During the 2024 Alzheimer's Association International Conference (AAIC), Pharmacy Times interviewed Joshua Hare, MD, FACC, FAHA, co-founder, chief science officer, and chairman at Longeveron, on the phase 2a CLEARMIND (NCT05233774) clinical trial results. In this interview, Hare discusses how Lomecel-B differs from other treatments currently available for Alzheimer disease (AD) as well as his biggest takeaway from the study.

Pharmacy Times: How do cellular therapies, and specifically Lomecel-B, differ from currently available treatments for AD (i.e. lecanemab and donanemab)?

Joshua Hare: So, it's been very difficult to develop a disease-modifying drug for Alzheimer disease (AD). And it's only in the last year that we've seen approval of the monoclonal antibodies that remove amyloid from the brain. The one approval was just within the last month or 2. So the monoclonal antibodies that reduce the amyloid in the brain are considered to be what we would call disease-modifying drugs, but if you look at the clinical results, they slow the acceleration of cognitive decline. They also have a side effect profile. So there's a real need to develop other classes of drugs that address different mechanisms of action. Lomacel-B (Longeveron) addresses a completely novel mechanism of action. It's addressing neuroinflammation as opposed to amyloid deposition.

Pharmacy Times: What is your biggest takeaway from the CLEARMIND trial (NCT05233774) results?

Hare: So, like in many other chronic diseases that we've had success in treating over the many decades, I see a future where treating physicians will use not just 1 class of medicine for AD but different classes of therapy in combination. And I think we will see that here as we develop a new class of drugs that addresses a novel mechanism of action for AD.
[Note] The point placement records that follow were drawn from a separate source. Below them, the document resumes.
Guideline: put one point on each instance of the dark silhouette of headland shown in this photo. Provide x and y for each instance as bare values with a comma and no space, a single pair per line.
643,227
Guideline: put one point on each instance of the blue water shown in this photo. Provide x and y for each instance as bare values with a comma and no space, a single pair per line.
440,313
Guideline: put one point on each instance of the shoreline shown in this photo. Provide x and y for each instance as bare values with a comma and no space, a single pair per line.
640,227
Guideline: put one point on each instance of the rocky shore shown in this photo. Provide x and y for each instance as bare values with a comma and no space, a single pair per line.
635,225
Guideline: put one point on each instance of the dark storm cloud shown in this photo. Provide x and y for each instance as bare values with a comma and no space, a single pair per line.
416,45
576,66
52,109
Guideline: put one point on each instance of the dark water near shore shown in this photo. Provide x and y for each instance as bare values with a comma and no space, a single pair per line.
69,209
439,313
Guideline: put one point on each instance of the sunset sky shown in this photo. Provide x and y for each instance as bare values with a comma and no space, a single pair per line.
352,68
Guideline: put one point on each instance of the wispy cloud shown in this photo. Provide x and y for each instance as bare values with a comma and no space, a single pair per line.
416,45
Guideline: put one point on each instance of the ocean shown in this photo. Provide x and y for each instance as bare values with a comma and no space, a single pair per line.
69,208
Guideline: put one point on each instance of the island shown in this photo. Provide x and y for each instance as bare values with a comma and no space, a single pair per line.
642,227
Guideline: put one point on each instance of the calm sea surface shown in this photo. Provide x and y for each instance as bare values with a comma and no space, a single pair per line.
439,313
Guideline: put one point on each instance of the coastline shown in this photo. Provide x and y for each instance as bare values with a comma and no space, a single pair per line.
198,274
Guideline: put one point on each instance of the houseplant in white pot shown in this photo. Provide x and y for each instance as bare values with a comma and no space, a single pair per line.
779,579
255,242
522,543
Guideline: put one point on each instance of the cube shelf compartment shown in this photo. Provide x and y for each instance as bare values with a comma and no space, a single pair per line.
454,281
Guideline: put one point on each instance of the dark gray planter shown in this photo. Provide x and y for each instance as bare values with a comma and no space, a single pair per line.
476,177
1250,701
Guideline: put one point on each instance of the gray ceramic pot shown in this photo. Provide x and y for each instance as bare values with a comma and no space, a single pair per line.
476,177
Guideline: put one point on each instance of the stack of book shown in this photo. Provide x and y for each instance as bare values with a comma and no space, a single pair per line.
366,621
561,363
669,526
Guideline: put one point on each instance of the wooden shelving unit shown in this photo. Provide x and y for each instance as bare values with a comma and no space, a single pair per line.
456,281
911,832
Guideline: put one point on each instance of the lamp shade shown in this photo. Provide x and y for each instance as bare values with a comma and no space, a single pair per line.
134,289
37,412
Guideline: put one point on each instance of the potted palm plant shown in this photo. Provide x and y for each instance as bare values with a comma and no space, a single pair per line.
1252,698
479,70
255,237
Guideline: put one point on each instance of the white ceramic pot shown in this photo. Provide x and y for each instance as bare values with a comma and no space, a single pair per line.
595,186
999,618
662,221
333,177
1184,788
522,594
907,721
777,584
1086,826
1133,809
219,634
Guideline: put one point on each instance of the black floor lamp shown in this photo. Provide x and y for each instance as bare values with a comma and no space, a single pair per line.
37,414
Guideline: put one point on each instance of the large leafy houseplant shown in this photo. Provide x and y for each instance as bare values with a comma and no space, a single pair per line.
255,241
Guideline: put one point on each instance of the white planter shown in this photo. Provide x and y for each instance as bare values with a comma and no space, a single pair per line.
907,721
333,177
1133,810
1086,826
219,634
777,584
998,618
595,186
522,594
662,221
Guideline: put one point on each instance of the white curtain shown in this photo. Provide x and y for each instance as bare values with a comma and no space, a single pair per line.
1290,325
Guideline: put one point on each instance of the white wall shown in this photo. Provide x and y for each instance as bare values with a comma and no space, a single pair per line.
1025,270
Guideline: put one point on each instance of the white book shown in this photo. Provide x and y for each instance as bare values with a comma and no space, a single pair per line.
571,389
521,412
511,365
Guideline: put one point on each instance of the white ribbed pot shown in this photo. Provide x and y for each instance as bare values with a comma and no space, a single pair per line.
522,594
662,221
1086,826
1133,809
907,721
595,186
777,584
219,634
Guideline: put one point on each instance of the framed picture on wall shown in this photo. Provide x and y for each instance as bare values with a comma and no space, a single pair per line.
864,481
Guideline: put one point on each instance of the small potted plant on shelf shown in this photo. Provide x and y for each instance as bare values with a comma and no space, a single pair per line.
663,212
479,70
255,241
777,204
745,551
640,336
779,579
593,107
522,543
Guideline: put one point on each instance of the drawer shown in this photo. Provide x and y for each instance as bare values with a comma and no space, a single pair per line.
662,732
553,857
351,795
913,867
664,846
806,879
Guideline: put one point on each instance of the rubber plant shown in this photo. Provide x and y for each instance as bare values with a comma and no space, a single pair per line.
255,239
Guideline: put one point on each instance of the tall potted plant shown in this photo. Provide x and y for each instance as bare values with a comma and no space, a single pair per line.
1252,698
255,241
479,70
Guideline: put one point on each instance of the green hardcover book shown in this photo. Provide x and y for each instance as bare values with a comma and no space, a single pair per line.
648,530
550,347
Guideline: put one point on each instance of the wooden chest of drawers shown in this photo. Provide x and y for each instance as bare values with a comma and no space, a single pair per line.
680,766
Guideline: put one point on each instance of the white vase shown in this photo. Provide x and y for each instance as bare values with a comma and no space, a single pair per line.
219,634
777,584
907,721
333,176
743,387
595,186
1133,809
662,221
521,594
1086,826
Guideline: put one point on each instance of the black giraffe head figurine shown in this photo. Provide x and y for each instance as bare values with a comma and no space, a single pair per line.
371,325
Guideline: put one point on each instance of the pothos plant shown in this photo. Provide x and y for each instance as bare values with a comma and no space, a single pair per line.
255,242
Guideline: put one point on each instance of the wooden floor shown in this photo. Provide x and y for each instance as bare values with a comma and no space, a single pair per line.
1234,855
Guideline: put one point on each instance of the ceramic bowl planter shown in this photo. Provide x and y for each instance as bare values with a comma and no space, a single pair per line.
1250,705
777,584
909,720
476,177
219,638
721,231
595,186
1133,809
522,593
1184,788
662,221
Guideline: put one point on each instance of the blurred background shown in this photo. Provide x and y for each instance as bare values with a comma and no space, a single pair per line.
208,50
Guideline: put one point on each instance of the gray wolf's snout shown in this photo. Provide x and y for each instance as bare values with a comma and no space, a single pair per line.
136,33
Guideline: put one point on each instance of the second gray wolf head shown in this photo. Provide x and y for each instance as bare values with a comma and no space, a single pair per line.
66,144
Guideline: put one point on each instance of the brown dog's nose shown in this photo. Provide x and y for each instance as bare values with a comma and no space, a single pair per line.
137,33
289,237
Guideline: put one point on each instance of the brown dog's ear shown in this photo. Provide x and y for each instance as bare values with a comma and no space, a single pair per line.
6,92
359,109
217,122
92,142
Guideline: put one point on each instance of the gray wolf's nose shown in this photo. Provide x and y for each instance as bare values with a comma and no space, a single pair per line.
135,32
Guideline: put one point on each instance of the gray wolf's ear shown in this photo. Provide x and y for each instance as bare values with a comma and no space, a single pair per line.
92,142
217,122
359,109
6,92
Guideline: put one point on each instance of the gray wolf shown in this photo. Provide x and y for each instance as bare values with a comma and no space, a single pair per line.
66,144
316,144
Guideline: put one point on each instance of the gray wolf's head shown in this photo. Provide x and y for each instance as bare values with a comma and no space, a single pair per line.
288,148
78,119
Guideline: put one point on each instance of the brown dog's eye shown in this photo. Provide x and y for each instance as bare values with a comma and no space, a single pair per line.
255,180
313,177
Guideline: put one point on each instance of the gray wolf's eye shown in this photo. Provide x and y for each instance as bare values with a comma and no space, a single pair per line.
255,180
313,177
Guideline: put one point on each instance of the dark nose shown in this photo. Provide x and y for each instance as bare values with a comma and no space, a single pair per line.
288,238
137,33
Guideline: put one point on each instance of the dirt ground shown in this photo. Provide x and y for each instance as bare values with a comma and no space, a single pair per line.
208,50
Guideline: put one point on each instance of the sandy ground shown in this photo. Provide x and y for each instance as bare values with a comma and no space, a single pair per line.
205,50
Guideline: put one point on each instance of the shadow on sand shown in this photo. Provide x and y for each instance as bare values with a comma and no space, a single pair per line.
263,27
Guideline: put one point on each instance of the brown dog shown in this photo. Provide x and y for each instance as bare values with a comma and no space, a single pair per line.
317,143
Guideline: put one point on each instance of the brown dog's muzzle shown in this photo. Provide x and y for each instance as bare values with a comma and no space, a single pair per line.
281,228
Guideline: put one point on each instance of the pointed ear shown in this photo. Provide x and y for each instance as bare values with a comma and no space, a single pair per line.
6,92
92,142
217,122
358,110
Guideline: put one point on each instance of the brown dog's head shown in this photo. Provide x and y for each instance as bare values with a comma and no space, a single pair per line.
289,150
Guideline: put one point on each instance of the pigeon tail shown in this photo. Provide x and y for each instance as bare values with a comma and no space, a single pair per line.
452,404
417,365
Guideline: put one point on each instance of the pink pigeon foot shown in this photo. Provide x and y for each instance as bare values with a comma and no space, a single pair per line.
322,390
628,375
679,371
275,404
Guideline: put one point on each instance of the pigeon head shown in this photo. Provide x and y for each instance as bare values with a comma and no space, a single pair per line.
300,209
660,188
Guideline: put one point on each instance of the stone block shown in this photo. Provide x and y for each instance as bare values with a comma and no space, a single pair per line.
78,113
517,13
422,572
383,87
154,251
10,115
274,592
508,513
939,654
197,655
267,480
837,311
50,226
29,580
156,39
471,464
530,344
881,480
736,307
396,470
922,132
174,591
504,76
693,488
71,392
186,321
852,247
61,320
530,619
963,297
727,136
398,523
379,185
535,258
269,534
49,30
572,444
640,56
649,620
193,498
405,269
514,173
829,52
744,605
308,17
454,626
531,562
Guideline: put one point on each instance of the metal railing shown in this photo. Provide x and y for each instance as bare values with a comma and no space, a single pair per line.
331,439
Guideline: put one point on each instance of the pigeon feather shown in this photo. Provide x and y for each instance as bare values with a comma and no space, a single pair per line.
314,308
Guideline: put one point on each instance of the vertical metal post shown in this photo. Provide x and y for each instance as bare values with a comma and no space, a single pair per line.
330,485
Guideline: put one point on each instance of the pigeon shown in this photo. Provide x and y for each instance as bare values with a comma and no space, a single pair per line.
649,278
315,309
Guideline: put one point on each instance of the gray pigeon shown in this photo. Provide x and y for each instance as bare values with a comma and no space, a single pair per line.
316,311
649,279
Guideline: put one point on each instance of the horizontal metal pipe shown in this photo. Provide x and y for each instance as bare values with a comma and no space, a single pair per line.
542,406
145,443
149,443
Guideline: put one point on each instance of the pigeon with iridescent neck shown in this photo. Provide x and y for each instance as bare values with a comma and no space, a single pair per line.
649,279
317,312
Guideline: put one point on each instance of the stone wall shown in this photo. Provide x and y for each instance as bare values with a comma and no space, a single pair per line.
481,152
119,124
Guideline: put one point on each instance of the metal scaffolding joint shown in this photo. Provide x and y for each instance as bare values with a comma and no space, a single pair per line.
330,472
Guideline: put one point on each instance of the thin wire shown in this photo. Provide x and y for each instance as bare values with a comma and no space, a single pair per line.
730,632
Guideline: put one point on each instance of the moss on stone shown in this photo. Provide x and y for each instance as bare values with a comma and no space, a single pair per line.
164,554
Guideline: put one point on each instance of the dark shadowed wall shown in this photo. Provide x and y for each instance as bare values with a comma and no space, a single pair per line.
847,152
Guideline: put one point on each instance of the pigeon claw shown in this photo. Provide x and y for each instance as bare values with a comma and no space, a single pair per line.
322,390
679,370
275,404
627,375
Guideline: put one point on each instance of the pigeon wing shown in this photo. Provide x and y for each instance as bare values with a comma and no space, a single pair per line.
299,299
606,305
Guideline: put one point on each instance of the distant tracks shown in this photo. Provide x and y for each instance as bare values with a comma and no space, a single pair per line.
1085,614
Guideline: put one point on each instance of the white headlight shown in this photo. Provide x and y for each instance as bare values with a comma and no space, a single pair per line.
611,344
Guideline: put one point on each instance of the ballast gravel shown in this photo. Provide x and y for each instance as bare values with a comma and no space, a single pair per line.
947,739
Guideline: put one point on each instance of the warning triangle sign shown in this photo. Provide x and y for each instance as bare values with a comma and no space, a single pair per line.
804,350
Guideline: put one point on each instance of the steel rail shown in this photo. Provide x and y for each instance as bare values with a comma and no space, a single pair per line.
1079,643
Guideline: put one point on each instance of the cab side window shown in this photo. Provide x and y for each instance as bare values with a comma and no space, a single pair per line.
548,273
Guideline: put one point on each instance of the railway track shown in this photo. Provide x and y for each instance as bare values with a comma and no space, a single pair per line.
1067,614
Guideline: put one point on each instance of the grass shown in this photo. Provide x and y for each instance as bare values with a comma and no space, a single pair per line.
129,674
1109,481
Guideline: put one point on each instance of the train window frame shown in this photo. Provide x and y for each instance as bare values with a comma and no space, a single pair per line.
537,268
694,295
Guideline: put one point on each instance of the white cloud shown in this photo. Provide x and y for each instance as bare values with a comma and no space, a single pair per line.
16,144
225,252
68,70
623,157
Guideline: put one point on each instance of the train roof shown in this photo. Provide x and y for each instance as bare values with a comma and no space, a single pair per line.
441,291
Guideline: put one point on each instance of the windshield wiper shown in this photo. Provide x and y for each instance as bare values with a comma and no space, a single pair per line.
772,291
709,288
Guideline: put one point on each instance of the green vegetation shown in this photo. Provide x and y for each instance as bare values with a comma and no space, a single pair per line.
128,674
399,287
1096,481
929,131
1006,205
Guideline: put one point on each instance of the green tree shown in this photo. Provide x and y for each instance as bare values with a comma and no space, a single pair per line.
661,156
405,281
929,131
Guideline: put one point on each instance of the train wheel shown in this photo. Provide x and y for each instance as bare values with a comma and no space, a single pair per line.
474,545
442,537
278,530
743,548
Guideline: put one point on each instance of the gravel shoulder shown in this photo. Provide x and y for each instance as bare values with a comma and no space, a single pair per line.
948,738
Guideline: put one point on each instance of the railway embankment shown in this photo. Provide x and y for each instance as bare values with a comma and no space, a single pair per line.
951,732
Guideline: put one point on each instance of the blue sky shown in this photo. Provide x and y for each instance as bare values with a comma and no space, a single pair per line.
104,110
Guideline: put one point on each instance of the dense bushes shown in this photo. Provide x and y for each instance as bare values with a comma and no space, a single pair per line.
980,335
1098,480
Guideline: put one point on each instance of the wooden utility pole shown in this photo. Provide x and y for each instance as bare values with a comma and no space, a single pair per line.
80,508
The biggest takeaway from the trial is that we have advanced the safety profile of Lomecel-B from single to multiple dosing. We met our pre-specified composite clinical end point, and we developed a larger database of other specific end points in the cognitive area, in the brain imaging area, and in the activities of daily living domain. This data is incredibly valuable for us as we design and power the next phase of trials.

So, the key takeaway was that we have a consistency of outcome metrics and multiple domains that help us in our understanding of mechanism of action, and in the design of future trials.